Hacker News new | ask | show | jobs
by ComputerGuru 2307 days ago
Honestly they’re being super mathematical about it but it’s really nothing fancy at all. SHA is designed to be used like this, CloudFlare hasn’t done anything remotely ingenious (and I wouldn’t mind except they go out of their way to talk about how much better their fancy new algorithm is compared to other multi-set intersection theories).

E.g. 512-bit SHA-2 and SHA-3 may be truncated at 128 or 256 bits if that’s all the entropy you need (and you don’t need to be compatible with the formal SHA2/SHA3-512/256 spec).

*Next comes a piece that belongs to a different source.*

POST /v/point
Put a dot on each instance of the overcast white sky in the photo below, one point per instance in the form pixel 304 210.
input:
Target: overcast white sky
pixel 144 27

Here, CloudFlare is truncating to an intentionally low entropy of just 20 bits, not to reduce the security but rather to intentionally increase the collisions. It’s ultimately just a glorified hash table and as any CS student can tell you, the bucket size is just a function of the hash size (v1 of the api: 128-bit hash, v2 of the api: 20-bit hash).

(I don’t like pretension.)

2 comments

It still is pretty clever and non trivial to come up with.

I bet most people who haven't thought about it beforehand or heard the solution, would fail an interview question as "So, we have a database of 100s Million passwords and we want the user to check if his password is inside; without the user actually sending his password.. or his hash; without us outright revealing all our passwords/hashes to the user."

Their solution is a pretty good tradeoff imho.

This is pretty much the case for probabilistic membership functions. It's kind of a broken bloom filter where you take only the front few bits without hashing. I wouldn't expect someone to come up with that under the interview stress, but if you know a few basic algorithms, this should be pretty simple/familiar.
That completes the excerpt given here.